In fact, the World Health Organisation (WHO) has started a new initiative alongside gaming companies called #PlayApartTogether, which encourages healthy physical distancing by playing video games to stay socially active and emotionally present. This sent a broad message that video games are no longer for the isolated and socially awkward. Instead, they can serve as a social lifeline during crises.
In fact, some games actually feel like they are specifically designed for times like these. For example, a game called ‘We Were Here Together’ lets you create memorable moments with a friend by requiring you to work one-on-one to solve puzzles and progress through the game. That’s right, this game isn’t about shooting zombies or killing enemy armies – it’s about human connection and teamwork.
In “We Were Here Together,” you start off as two Antarctic explorers that pick-up a distress signal. This leads you and your partner to a creepy medieval castle where you ultimately get trapped. The only way to escape and survive the evil antics in the house is by using your “walkie-talkies” and communicating with each other through all the puzzles.

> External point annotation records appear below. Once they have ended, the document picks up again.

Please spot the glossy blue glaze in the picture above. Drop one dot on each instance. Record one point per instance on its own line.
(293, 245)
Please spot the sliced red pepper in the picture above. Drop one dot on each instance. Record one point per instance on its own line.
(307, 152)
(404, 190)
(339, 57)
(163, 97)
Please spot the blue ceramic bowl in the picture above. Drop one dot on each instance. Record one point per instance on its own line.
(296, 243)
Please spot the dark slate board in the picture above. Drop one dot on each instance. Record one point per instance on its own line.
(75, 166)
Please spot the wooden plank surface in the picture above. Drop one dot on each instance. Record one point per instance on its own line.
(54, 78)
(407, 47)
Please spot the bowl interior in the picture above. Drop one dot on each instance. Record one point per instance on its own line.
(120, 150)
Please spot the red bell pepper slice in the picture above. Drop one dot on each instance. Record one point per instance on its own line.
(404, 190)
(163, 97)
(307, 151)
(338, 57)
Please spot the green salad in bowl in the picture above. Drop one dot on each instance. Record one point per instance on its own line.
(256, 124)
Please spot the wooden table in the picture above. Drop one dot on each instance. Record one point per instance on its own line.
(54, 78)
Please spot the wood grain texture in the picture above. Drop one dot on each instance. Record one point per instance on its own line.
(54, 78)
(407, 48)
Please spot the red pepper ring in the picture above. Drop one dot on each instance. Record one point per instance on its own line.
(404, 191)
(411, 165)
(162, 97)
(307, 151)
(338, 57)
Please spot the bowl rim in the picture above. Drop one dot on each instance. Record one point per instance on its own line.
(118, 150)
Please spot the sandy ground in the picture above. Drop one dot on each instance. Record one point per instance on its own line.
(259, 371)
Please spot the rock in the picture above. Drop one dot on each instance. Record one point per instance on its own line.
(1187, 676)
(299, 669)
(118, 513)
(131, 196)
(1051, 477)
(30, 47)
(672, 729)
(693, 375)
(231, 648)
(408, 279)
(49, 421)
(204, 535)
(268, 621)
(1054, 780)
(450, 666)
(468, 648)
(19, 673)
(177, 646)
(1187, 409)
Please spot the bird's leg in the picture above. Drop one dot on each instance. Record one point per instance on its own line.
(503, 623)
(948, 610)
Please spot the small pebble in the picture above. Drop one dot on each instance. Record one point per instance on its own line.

“We wanted to make an unique co-op experience where you have memorable moments together and really feel like it’s a story that you experience with your partner”, says Ruud Renting, creative director at Total Mayhem Games, the makers of the “We Were Here” series. “During the game you will go from being in the same room together to being completely separated. And from that moment on, it really gets challenging to communicate and find a way out together.”
One of the aspects that really make this game stand out from the crowd is how it uses the “walkie-talkie” mechanism to have players communicate with each other while being physically separated. It sometimes forces players to discuss funny or awkward things in order to solve a puzzle. “Designing games is like making a recipe. You know all the ingredients, but you just have to come up with the right combination of flavors that create that great unique taste”, says Geoff van den Ouden, producer of the game. “But when creating a “We Were Here” game we actually go a step further. We don’t just come up with a recipe, we actually think about the discussion people will have at the table while eating the dish and take that into account during the design of the game.”
Because voice communication is such an important part of the game, Total Mayhem Games teamed up with Agora, a real-time engagement company, to provide the best voice quality and service stability on the market. “Integrating voice and video capabilities into a game like this isn’t easy and it requires a scalable and dedicated network,” said Agora SVP of Marketing and Ecosystems, Virginia Liu. “If the players are to be able to successfully communicate with one another to escape the castle, they need to be able to talk through the puzzles without glitches or freezing. That’s where we come in to deliver a seamless and life-like end-user experience that answers the call for meaningful engagement.”
Despite the numerous ways coronavirus is affecting our everyday lives and upending our sense of normalcy, it is in times like these we learn to appreciate interacting with our loved ones in new ways. Gaming, which was once a passive form of entertainment for most, has transformed into a mental health lifeline for many. Be well and game on!